Cooking Dave’s Fried Turkey Wings

Here’s a homemade recipe I’ve developed. When we started selling ground turkey, we used to have a problem selling all the turkey wings. The wing flats are too fiddly to be deboned and ground, so the butcher would pack them up separately. Not too many customers were experienced with turkey wings so that first year we ended up eating most of them ourselves. Since then, we’ve connected with more people who want turkey wings, so we aren’t eating them out of necessity. Now we eat them for the pleasure of doing so.

We love a meal that’s been deep fried in good lard. So that got me thinking about frying them. I found there were two major obstacles to making a knockout fried turkey wing, but once I worked my way past them I discovered one of my favorite foods.

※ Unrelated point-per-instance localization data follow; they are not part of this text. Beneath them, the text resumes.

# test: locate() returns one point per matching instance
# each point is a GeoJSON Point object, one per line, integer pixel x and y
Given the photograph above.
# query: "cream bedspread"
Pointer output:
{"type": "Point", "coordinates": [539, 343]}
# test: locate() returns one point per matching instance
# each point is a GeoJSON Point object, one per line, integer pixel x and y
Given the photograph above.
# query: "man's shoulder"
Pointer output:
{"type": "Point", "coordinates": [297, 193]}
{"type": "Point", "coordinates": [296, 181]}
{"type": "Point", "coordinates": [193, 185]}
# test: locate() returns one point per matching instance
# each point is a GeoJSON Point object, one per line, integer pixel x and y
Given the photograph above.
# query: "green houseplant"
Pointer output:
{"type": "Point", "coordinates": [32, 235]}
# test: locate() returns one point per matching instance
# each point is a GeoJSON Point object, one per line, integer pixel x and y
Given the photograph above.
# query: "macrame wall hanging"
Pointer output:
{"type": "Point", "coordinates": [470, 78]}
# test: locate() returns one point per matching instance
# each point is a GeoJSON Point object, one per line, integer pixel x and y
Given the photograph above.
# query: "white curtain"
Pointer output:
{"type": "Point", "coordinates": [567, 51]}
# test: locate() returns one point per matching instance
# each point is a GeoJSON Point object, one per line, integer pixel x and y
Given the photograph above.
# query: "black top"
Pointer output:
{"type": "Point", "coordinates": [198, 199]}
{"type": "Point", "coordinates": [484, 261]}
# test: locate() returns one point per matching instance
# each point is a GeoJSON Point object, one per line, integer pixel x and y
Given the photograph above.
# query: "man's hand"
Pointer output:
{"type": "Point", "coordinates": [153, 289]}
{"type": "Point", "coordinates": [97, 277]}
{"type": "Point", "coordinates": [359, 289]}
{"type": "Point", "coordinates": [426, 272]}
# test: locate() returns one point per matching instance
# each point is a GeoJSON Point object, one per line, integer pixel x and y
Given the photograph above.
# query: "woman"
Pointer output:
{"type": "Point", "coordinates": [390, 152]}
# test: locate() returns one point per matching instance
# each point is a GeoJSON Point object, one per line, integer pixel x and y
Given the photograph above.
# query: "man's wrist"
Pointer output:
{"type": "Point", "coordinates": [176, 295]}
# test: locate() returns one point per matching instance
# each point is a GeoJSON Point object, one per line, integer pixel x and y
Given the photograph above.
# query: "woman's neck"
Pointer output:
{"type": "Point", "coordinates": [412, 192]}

The first challenge was dietary. There are two people in our family who are allergic to dairy. The all-time great fried poultry recipes use a buttermilk brine before cooking. As I cast about for ideas, I thought about our fermented dill and garlic pickles we make every year. Our pickle brine has lactic acid like buttermilk, plus it already has the salt needed for brining. The flavor profile for pickle brined turkey wings is different than any other fried chicken or turkey I’ve eaten, but I find it to be a great fit. Note: I think this could also work for other fermented foods, like sauerkraut or kimchi brine, though I haven’t tried those variations. There’s room for further exploration!

The second challenge was procedural. Our deep fryer setup is a cast iron pot of lard set over a portable propane heater in the garage. Achieving a closely regulated temperature is tricky. I found that going straight from raw to cooked in the fryer wasn’t working well. By the time I had the core up to temperature the outside was often overdone. The insight there was that I could partially boil my turkey wings in their brine, and then put them in the fryer. Because our brine has high salinity and it contains chicken stock, the boiling process doesn’t wash out the flavor of the wings.

Fried Turkey Wings

A favorite meal at our farm – crispy skin and tender white meat.
Course: Main Course
Cuisine: American
Servings: 4 people
Author: Dave Perozzi


  • 8 turkey wings
  • 1 quart lard or tallow for frying

Marinade Ingredients

  • 1 quart chicken stock, no salt
  • quarts dill pickle brine (use real fermented pickle brine if you have it)
  • ¼ cup white vinegar


  • Place wings in a container with the marinade ingredients (chicken stock, dill pickle brine, and vinegar). Refrigerate and keep overnight.
  • Transfer wings and the marinade into a large stock pot. If the marinade doesn't cover the wings, add water until the wings are slightly submerged.
  • Bring wings to a boil and allow to boil for 3 minutes. Pour out liquid contents and set wings aside.
  • Fill your deep fryer with lard or tallow and heat to 300 to 350 degrees.
  • Fry wings in batches until the skin reaches a deep brown color. Remove from fryer and set wings on a rack allow any residual oil to drain off. After sitting for a few minutes, the skin should have a dry crust. If the wings haven't reached the right level of crunchiness, place them back in the hot oil for an extra minute or two.
  • Serve wings with your favorite hot sauce and a creamy dressing like blue cheese or ranch.

2 thoughts on “Cooking Dave’s Fried Turkey Wings”

  1. What if you don’t have pickles?
    I’m not buying pickles just to use the brine, because what do you do with the pickles then?
    Can you share a recipe for just the brine?

    1. I’m not sure you can get the brine without buying the pickles. But maybe there’s an opportunity for an enterprising person to sell pickle-free pickle brine. Sounds unappealing to me, but there are people who buy meat-free meat, milk-free milk, and even non-alcoholic whiskey, so who knows?